- Born: 1 May 1956
- Died: 3 December 2008 (aged 52)
- Occupation: Former CEO of Julius Baer Group

= Alex Widmer =

Swiss banker (1956–2008)

Alex W. Widmer (1 May 1956 - 3 December 2008) was a Swiss banker who had been the chief executive officer of the Julius Baer Group, one of the world's largest providers of private banking services.

==Biography==
Born in Zurzach, Widmer was an economist by education, who earned a Ph.D. from the University of St. Gallen, a research university in St. Gallen.

Widmer was hired by Julius Baer in 2005 from his previous position as head of private banking at Credit Suisse, succeeding Walter Knabenhans. He had been the head of the bank's private banking business prior to assuming responsibility for the entire bank, including asset management and investment products. Widmer had been appointed as chief executive of Julius Baer in November 2007, where he expanded the bank's offices into such places as Jakarta and Moscow, places where new wealth could be found.
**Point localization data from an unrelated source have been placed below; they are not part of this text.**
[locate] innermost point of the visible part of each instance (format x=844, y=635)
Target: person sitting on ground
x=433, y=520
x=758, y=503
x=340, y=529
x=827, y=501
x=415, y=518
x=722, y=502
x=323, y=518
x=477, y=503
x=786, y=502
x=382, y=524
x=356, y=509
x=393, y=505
He was found dead on 4 December 2008, with reports from sources cited in The New York Times claiming that the death was from suicide. Reports of the cause of death were contradictory and vague. Furthermore, the autopsy report was never released. Widmer was succeeded by Hans de Gier, Julius Baer's previous chief executive, who had been appointed as chairman of the bank's GAM business unit earlier in 2008.